Dans la perception commune que nous avons de nous, la famille est la pierre angulaire qui sert à façonner nos valeurs, à orienter nos relations, et peut-être et surtout, à nous aider à comprendre et à formuler nos différences et nos intérêts contradictoires comme base pour un débat démocratique sain. Au Canada, nous faisons l'envie de tous les pays en raison de notre capacité à ne pas nous contenter de concilier nos différences, mais à célébrer et à préserver la diversité comme une caractéristique définitoire de notre identité. Lorsque nous débattons des questions touchant la famille dans un esprit de justice et de démocratie, nous exprimons notre caractère culturel. Comme dans d'autres domaines, nous les Canadiens avons beaucoup à offrir au reste du monde quant à notre façon de composer avec la nature litigieuse de la vie familiale. Aujourd'hui, nous célébrons le rôle dominant joué par l'Institut Vanier de la famille pour que ces débats soient alimentés par la recherche, l'éducation et la sensibilisation du public.

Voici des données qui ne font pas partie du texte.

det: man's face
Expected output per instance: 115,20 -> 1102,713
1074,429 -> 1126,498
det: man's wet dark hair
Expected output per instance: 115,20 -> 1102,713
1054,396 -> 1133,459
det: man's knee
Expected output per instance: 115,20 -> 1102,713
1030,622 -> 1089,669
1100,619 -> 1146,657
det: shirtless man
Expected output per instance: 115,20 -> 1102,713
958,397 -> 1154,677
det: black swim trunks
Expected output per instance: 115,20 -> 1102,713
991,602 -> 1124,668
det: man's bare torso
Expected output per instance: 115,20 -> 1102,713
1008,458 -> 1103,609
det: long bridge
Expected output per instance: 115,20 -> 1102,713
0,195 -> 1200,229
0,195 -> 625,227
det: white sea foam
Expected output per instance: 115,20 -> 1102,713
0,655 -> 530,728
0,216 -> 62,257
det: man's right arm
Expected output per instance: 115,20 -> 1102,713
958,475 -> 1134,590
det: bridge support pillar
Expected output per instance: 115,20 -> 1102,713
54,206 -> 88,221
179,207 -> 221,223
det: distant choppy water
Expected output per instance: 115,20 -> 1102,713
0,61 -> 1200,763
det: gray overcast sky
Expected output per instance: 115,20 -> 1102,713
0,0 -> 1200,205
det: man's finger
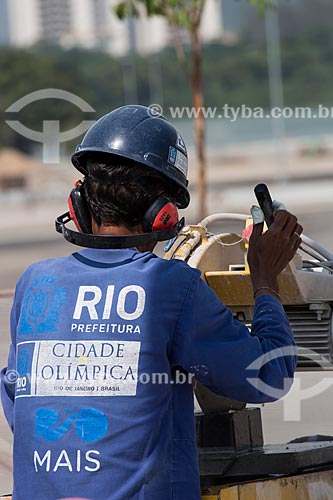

En plus d'être divers et changeants, nos arrangements familiaux sont surtout éphémères et continueront de l'être. Comme la démocratie, la famille demeure toujours dans une tension entre la sécurité de la conformité et l'appétit du changement social. Nous vivons notre vie entre l'ouverture et la fermeture, ou comme l'a dit le philosophe Richard Rorty, entre « la sécurité de l'inchangeable » et la « romance du changement imprévisible ». Si nous voulons embrasser l'ouverture vers de nouvelles possibilités dans notre monde, alors nous voulons, selon Rorty « substituer l'imagination pour la certitude et la curiosité pour la fierté. » La fierté est bien établie dans nos traditions familiales. C'est avec de l'imagination que nous allons recadrer nos portraits familiaux de façon à promouvoir la justice et renforcer les soins dans notre culture. L'honnêteté, le sacrifice, la générosité, le respect et la compassion sont des valeurs que nous préservons dans les familles et qui servent de liens privilégiés entre nos responsabilités privées en matière de soins et le bien de la collectivité. C'est le soutien public novateur aux familles, dans toutes leurs formes émergentes, qui est la clé de notre croissance continue comme société juste et compatissante qui fera l'envie du monde entier.
Le conférencier…
Kerry Daly est professeur au département des relations familiales et de la nutrition appliquée à l'Université de Guelph. Il détient un doctorat en sociologie de l'Université McMaster, Hamilton, Ontario. Sa recherche met l'accent sur la façon dont les familles composent avec les exigences liées au temps dans leur vie. Il mène actuellement une étude, financée par le Conseil de recherches en sciences humaines, sur la manière dont les hommes et les femmes, les parents et les enfants négocient et organisent le temps consacré au travail, à la famille et aux loisirs. Il est l'auteur du livre Families and Time: Keeping Pace in a Hurried Culture publié récemment. Des recherches antérieures ont porté sur les significations changeantes de la paternité et une étude nationale sur les tendances en adoption au profit de Santé Canada (Adoption in Canada, 1993, avec Michael Sobol).